COMANDO ESTÁ A TRABALHAR PARA “MELHORAR VIGILÂNCIA” DA ZONA MARÍTIMA DOS AÇORES

O Comandante da Zona Marítima dos Açores, Miguel Silva, rejeitou esta quarta-feira que exista falta de fiscalização no mar do arquipélago, mas assegurou que o Comando está a “trabalhar para melhorar” a capacidade de vigilância.

Em declarações aos jornalistas após uma audiência com o presidente do Governo Regional, na sede da Presidência, em Ponta Delgada, o comodoro, que vai abandonar as funções no final do mês, disse “não partilhar a ideia” de que exista falta de vigilância no mar da região, sobretudo quanto à pesca ilegal.
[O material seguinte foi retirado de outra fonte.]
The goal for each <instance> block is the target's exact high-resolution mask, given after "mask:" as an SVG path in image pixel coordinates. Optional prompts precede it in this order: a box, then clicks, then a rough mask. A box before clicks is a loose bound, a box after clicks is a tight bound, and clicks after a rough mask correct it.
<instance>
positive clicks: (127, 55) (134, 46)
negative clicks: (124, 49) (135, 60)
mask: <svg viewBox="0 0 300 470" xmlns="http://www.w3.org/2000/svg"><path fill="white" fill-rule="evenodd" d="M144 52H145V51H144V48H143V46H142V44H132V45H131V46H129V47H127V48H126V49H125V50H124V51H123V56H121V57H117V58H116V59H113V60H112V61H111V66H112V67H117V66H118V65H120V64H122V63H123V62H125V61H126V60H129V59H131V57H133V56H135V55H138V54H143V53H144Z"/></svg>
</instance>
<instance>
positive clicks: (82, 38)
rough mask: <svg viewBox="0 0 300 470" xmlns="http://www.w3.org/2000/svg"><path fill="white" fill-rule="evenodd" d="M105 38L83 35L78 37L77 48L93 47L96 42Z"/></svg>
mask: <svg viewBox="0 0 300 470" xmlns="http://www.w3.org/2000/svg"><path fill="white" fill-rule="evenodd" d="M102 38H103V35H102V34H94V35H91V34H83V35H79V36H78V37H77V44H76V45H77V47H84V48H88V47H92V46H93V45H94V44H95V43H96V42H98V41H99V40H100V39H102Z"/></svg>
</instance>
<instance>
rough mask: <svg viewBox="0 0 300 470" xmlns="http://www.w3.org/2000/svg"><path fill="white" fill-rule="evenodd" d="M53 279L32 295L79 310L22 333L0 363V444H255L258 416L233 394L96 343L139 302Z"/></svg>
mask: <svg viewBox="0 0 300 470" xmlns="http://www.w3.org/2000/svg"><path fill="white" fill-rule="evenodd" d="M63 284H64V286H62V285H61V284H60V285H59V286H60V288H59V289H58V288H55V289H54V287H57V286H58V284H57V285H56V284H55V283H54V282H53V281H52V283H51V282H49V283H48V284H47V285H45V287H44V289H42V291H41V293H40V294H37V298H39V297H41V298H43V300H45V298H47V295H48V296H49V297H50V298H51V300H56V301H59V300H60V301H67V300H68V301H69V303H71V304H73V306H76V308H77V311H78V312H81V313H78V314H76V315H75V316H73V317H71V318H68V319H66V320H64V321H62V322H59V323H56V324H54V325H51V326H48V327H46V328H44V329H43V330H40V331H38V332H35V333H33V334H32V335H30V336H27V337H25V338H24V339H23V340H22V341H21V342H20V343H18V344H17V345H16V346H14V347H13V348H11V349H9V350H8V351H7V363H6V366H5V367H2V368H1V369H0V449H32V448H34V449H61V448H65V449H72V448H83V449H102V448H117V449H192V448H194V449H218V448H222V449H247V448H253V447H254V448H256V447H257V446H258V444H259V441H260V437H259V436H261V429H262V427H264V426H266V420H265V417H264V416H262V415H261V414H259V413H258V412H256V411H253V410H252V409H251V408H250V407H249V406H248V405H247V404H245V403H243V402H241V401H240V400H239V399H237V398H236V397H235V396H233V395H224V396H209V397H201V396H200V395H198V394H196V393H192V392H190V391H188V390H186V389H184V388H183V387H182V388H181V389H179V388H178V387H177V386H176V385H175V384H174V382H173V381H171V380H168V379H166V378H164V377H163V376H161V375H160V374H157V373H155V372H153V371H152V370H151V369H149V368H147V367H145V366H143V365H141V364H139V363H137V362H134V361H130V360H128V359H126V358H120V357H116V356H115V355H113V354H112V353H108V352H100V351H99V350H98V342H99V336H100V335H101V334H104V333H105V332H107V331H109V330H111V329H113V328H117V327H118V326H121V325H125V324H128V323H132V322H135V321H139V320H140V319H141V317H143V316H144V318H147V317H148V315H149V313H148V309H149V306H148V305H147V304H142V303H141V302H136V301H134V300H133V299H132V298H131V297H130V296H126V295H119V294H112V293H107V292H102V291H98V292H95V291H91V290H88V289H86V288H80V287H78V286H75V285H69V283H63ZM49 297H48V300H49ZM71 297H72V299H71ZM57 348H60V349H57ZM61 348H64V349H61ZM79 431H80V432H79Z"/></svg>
“Tem de haver sinergias entre os vários atores, que têm de fazer a vigilância no mar. Essas sinergias acontecem. Poderão ser melhoradas, claro. É isso que também estamos a trabalhar, para melhorar”, declarou.

O comandante de Zona Marítima açoriana destacou que o Serviço de Tráfego de Navios (VTS), que vai ser implementado na região no futuro, “trará melhorias” na vigilância do mar.

Miguel Silva indicou ainda que os “satélites” do Centro Internacional de Investigação para o Atlântico (Air Centre) vão poder contribuir para aumentar a fiscalização do mar açoriano.

Destacando que os atuais equipamentos ao dispor do Comando “permitem cumprir todo o tipo de missões”, o comodoro realçou que os “meios nunca são suficientes”.

“Nós estamos a aguardar uma embarcação de salva-vidas de grande capacidade ou duas mais pequenas que poderão ser suficientes para irem para o Triângulo [ilhas do Faial, Pico e São Jorge]. Continuamos a aguardar”, especificou.

Miguel Silva fez ainda um “balanço muito positivo” da sua missão à frente do Comando da Zona Marítima dos Açores.

“Efetuámos a vigilância marítima, efetuamos a busca e salvamento marítimo (…). Tivemos sempre a dar apoio à Proteção Civil, nomeadamente se fosse necessário em situações de catástrofe. Fizemos apoio à poluição marítima”, afirmou.

Na ocasião, o presidente do Governo dos Açores (PSD/CDS-PP/PPM), José Manuel Bolieiro, deixou uma “palavra de apreço” ao comandante que “desempenhou uma missão de enorme cordialidade”.

“A prontidão com que o Comando da Zona Marítima sempre se apresentou, tal como a Autoridade Marítima, foi sempre excelente, quer no que diz respeito à vigilância, designadamente nas componentes de ajuda à Proteção Civil, quer na fiscalização”, afirmou.

O social-democrata lembrou ainda que o Chefe de Estado Maior da Armada, Gouveia e Melo, durante uma visita à região em janeiro, “perspetivou um reforço de meios para os Açores”.

“O mar é a grande projeção atlântica de Portugal e da União Europeia e os Açores são obviamente uma referência estratégica inquestionável”, vincou.

A 14 de janeiro, o presidente do Governo dos Açores enalteceu a postura do Chefe de Estado Maior da Armada por compreender a dimensão da “projeção atlântica” da região para o país e para a União Europeia, no dia em que o almirante Gouveia e Melo começou em Ponta Delgada, nos Açores uma visita pelo país.